I can't say why The Art of Simple Food calls this an onion custard pie instead of a quiche, but I think the name switcheroo may have helped me get over an instinctive aversion to quiche that has something to do with having been a child in the 80s. Pie, quiche; whatever it is, I'll be making another one the next time I'm craving a rich but savory treat for brunch or supper.
It's irresistibly delicious hot, with a vinegary green salad on the side, and as far as I'm concerned, it's almost as good cold.
You should use whatever un-sweet pie crust you're comfortable with. I know a lot of people trust Martha for crust; here she shares a recipe from Elisabeth Prueitt of Tartine. You can also try a potato crust—yum!—or even go crustless in a well-buttered pie pan.

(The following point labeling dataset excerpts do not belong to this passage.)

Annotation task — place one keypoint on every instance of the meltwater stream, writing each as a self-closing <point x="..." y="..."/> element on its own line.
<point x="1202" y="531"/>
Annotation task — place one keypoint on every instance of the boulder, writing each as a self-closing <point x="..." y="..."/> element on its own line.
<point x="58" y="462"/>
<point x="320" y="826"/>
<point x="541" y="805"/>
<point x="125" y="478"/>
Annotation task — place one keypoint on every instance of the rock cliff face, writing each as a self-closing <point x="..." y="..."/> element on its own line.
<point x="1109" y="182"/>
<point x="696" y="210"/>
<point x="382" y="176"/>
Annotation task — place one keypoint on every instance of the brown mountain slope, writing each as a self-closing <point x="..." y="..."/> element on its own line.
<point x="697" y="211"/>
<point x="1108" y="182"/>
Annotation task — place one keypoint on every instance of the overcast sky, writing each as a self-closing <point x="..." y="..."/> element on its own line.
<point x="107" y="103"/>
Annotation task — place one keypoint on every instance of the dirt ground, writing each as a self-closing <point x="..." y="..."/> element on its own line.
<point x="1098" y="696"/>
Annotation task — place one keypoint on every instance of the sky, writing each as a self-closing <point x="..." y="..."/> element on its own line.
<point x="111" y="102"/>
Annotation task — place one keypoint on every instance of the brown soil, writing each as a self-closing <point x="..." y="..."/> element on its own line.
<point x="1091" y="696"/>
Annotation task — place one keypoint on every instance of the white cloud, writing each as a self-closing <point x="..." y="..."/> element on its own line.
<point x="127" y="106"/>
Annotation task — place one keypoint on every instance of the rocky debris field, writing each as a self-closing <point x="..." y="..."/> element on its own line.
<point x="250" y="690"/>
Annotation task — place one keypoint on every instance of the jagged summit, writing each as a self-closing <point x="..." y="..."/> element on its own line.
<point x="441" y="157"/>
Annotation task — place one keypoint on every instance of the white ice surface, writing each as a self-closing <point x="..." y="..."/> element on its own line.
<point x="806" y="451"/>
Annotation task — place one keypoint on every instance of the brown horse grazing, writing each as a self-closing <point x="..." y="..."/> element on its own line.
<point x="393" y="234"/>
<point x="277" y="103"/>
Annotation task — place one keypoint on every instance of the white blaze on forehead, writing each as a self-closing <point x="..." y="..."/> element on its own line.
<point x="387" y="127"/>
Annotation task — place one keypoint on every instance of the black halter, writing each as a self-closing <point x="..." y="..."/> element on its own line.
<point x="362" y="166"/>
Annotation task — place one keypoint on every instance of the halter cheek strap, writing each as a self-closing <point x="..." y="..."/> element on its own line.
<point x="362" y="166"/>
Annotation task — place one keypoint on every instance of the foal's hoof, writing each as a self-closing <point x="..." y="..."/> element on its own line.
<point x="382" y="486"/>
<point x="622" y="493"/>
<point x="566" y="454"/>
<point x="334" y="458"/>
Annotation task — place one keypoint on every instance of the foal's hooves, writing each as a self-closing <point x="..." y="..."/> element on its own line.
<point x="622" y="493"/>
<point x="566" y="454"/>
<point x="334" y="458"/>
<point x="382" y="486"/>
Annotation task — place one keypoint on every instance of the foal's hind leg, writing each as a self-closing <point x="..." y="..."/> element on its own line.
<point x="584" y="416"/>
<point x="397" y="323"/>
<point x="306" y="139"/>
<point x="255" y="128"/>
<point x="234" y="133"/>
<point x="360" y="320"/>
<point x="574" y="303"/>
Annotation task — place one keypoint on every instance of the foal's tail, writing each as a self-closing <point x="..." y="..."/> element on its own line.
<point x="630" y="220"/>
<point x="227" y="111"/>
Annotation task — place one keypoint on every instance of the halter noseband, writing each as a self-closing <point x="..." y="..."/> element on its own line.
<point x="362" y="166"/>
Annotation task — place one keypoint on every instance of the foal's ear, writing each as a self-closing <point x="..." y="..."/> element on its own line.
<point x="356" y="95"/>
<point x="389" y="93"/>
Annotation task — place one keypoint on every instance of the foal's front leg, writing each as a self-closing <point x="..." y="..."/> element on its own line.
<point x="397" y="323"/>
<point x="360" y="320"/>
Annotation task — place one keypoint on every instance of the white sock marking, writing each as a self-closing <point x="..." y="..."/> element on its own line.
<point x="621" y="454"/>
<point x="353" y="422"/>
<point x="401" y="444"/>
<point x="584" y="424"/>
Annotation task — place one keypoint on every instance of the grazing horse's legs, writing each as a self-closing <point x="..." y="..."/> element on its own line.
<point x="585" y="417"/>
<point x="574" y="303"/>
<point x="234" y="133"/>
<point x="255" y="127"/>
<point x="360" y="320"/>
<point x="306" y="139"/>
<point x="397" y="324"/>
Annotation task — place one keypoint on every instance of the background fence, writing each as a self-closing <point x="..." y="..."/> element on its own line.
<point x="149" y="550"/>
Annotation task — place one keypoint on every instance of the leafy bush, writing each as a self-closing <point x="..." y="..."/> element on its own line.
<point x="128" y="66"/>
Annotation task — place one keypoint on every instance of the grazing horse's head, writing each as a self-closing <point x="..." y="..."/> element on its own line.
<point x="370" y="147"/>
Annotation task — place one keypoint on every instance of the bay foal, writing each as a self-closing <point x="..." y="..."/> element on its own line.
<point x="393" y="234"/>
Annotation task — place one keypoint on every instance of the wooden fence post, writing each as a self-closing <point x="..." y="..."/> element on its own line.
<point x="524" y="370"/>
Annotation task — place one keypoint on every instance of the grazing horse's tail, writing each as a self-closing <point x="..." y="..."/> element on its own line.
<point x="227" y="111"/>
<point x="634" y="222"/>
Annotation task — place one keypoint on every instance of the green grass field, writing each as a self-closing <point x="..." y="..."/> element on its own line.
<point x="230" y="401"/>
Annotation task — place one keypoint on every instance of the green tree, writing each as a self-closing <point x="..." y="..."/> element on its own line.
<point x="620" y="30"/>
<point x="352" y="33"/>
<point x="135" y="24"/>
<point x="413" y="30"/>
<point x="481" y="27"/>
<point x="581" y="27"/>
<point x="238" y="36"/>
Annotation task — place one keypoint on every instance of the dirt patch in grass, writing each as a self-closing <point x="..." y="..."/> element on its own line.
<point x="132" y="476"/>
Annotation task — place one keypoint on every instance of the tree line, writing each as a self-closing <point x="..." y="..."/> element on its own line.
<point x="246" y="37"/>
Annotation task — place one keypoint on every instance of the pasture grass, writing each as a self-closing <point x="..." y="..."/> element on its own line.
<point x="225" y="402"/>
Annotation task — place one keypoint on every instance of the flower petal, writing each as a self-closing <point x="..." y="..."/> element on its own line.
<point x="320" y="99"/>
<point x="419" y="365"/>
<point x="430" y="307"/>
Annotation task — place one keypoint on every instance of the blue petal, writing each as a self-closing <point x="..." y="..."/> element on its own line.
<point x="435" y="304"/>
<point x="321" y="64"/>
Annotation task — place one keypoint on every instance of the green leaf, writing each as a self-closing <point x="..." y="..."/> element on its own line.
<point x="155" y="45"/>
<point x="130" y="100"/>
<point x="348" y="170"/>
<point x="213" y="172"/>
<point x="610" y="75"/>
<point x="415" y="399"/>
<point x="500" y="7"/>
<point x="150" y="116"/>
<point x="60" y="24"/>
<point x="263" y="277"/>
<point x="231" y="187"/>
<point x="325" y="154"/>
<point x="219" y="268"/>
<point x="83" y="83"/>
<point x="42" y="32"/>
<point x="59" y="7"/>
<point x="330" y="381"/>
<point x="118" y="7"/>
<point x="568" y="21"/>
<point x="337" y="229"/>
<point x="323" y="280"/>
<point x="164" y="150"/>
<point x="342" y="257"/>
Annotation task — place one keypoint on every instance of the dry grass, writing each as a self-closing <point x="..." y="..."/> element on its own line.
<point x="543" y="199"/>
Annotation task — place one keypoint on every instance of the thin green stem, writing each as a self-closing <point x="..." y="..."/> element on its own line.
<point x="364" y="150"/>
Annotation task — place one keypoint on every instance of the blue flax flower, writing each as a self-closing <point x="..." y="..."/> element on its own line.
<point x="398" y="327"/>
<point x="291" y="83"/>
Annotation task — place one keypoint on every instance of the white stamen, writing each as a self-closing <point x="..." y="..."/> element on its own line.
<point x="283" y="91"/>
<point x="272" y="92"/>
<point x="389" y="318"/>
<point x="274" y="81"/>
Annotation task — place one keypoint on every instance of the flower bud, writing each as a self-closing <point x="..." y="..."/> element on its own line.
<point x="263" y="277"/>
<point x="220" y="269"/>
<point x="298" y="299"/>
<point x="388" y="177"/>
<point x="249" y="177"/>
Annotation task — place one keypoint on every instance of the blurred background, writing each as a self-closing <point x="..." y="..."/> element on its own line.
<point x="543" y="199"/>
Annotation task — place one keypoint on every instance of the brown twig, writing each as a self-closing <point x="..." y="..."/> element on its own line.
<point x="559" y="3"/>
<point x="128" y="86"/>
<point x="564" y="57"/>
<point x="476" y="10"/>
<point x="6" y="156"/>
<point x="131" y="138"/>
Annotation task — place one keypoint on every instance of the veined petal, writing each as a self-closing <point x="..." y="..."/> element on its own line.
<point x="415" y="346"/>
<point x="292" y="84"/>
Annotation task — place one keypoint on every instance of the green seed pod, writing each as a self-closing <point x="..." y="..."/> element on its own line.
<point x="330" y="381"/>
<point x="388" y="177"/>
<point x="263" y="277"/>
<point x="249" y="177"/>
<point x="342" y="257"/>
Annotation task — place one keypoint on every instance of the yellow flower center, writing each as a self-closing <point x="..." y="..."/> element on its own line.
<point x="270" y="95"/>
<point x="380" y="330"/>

Sunday Brunch: Onion Custard Pie
About This Recipe
- 10 ounces pie dough
- 4 tablespoons butter
- 4 onions, peeled and sliced thin
- 1 1/2 cups half-and-half
- 2 eggs
- 2 egg yolks
- 1/2 cup grated Gruyère cheese
- Pinch cayenne pepper
Roll the chilled pie dough into a 12-inch round. Line a 9-inch pie pan with the dough, folding the edges in to make double-thick sides. Press the sides in well and prick the bottom all over with a fork. Refrigerate for at least 1 hour.
Preheat the oven to 375°. To keep the dough from shrinking while it bakes, line the shell with a piece of foil or parchment paper, then fill the tart with a layer of dried beans or other pie weights. Bake for 15 minutes, or until lightly golden around the edge. Take the tart out of the oven; remove the foil and the weights. Return to the oven and cook for another 5 to 7 minutes, until the pastry is an even light golden brown. (I went for 10 more minutes here and think it would have been fine to go even a bit longer.)
In a heavy bottomed skillet, melt the butter over a medium flame. Then add the onions and cook until soft and golden, 20 to 30 minutes. Season with salt and pepper. Taste to make sure the onions are already delicious by themselves. Cool.
Mix together the remaining ingredients. When the onions are cool, spread them in the baked tart shell, pour in the custard mixture, and bake at 375 for 35 to 40 minutes, until the top is puffed and golden brown. Let the pie sit at room temperature for 10 minutes or so to firm up before you cut into it.